On 26 September 1982, the morning TEE 60 service was discontinued. Its name was transferred to the evening TEE 62 Strasbourg–Paris service, which had previously been the TEE Stanislas. The latter became the Rapide Stanislas, keeping its same late morning departure time from Paris and taking over Klébers morning schedule from Strasbourg.

The TEE 62, now renamed Kléber (ex-TEE Stanislas), continued to leave Strasbourg at 17:10 and arrive in Paris at 21:00.

The TEE 62 / TEE 61 ceased to exist as separate trains on 23 September 1988, when they were integrated into an international train between Paris and Stuttgart Hbf in Stuttgart, Germany.

==Formation (consist)==
The Kléber was hauled by the SNCF Class BB 15000, a class of 25 kV 50 Hz AC electric locomotives.

Its inaugural formation of rolling stock was a rake of SNCF Voiture Grand Confort|Grand Confort coaches painted in a distinctive red, orange, light grey and slate grey livery.

Originally, the coaches were arranged as an A4Dtux, two A6u, three A8tu, an Vru and an A3rtu. On 28 September 1975, the train was lengthened to a total of 13 coaches.

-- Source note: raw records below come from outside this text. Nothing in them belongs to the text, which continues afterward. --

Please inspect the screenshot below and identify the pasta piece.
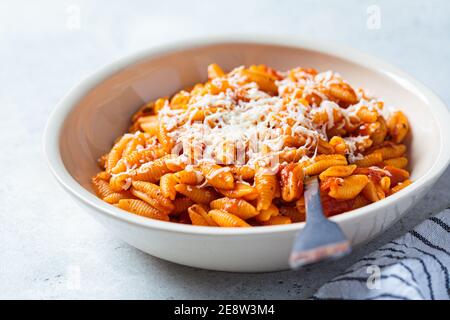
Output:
[230,166,255,180]
[387,111,409,143]
[132,181,174,211]
[319,164,356,181]
[218,182,258,200]
[92,175,130,204]
[391,180,412,193]
[262,216,292,226]
[280,205,305,222]
[188,209,209,227]
[355,152,383,167]
[111,146,164,174]
[188,204,218,227]
[330,136,348,155]
[210,197,259,220]
[373,144,406,160]
[255,169,278,211]
[109,173,132,192]
[117,199,169,221]
[362,179,385,202]
[208,210,251,227]
[328,82,358,104]
[102,191,132,204]
[156,122,174,153]
[175,184,217,204]
[242,69,278,94]
[384,166,409,187]
[380,177,391,193]
[305,156,347,176]
[131,188,174,214]
[105,134,133,173]
[280,163,303,202]
[328,175,369,200]
[130,156,170,182]
[175,170,203,185]
[170,197,194,216]
[208,63,225,79]
[255,203,280,222]
[159,173,178,200]
[383,157,408,169]
[122,132,146,157]
[200,164,234,190]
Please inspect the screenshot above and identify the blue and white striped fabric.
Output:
[312,208,450,300]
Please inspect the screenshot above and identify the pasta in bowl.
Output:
[92,64,411,227]
[45,37,450,272]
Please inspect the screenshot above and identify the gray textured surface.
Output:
[0,0,450,299]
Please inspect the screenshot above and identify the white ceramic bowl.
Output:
[45,37,450,272]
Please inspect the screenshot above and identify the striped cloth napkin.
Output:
[312,208,450,300]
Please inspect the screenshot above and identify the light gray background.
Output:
[0,0,450,299]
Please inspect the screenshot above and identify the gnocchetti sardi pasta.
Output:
[92,64,411,227]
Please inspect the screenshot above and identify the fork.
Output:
[289,177,351,269]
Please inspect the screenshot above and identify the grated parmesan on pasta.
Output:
[92,64,411,227]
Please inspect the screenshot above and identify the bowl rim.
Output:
[43,35,450,236]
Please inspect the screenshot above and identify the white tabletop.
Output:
[0,0,450,299]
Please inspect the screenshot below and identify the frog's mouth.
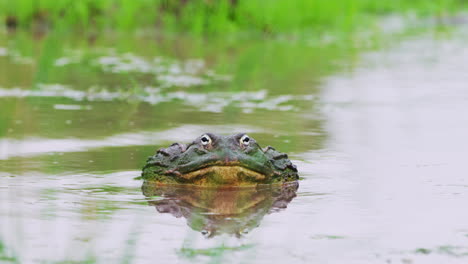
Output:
[175,161,269,186]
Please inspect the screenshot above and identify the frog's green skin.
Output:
[142,133,298,186]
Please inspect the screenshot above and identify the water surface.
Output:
[0,25,468,263]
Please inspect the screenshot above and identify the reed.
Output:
[0,0,460,34]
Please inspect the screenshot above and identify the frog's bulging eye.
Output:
[200,135,211,146]
[239,135,250,146]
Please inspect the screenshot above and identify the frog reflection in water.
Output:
[142,181,298,238]
[142,133,298,186]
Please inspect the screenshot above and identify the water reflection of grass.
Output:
[0,240,20,263]
[178,245,255,259]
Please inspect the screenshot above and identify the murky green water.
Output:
[0,23,468,263]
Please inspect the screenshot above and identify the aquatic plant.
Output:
[0,0,467,34]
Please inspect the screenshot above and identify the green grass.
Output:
[0,0,462,34]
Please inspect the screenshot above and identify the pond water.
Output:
[0,24,468,264]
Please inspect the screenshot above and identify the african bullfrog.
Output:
[142,133,299,186]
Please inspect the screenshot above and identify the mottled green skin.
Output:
[142,133,298,184]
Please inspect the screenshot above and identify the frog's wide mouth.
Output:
[179,160,272,179]
[179,165,268,186]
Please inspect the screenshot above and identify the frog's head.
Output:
[142,133,298,186]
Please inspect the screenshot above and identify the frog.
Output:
[141,133,299,186]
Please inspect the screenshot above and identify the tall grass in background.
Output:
[0,0,462,34]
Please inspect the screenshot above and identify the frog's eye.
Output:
[239,135,250,146]
[200,135,211,146]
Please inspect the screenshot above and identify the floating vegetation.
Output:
[178,245,254,258]
[0,84,315,113]
[415,245,468,257]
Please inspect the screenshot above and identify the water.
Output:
[0,25,468,264]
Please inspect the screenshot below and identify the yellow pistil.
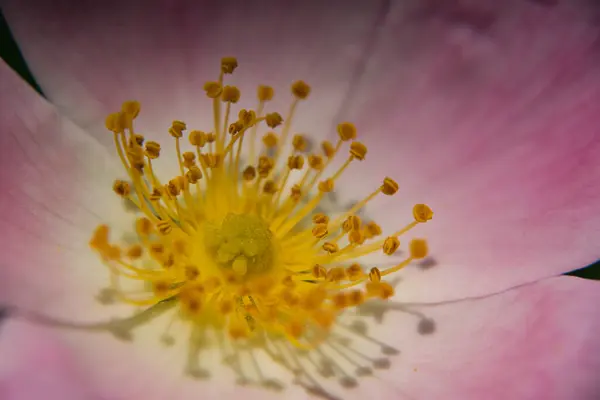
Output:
[90,57,433,396]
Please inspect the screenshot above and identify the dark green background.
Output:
[0,11,600,280]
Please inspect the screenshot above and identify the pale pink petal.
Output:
[0,62,131,318]
[7,0,600,300]
[340,1,600,301]
[9,277,600,400]
[3,0,386,148]
[0,321,100,400]
[370,277,600,400]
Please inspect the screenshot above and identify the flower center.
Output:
[204,214,275,278]
[90,58,433,396]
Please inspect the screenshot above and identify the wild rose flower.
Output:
[0,1,600,399]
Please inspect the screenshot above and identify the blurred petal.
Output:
[8,277,600,400]
[0,62,130,315]
[0,321,99,400]
[4,0,386,148]
[370,277,600,400]
[340,1,600,301]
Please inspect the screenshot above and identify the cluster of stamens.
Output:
[90,58,433,396]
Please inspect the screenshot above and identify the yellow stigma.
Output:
[90,57,433,396]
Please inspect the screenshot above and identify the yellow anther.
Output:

Due to the limited availability of the Grand Confort coaches, they were occasionally replaced by Mistral 56-type Voiture DEV Inox|DEV Inox coaches. In 1982, the train's formation was changed to Mistral 69-type DEV Inoxes.

Throughout the Klébers existence, its restaurant car was staffed by the Compagnie Internationale des Wagons-Lits (CIWL).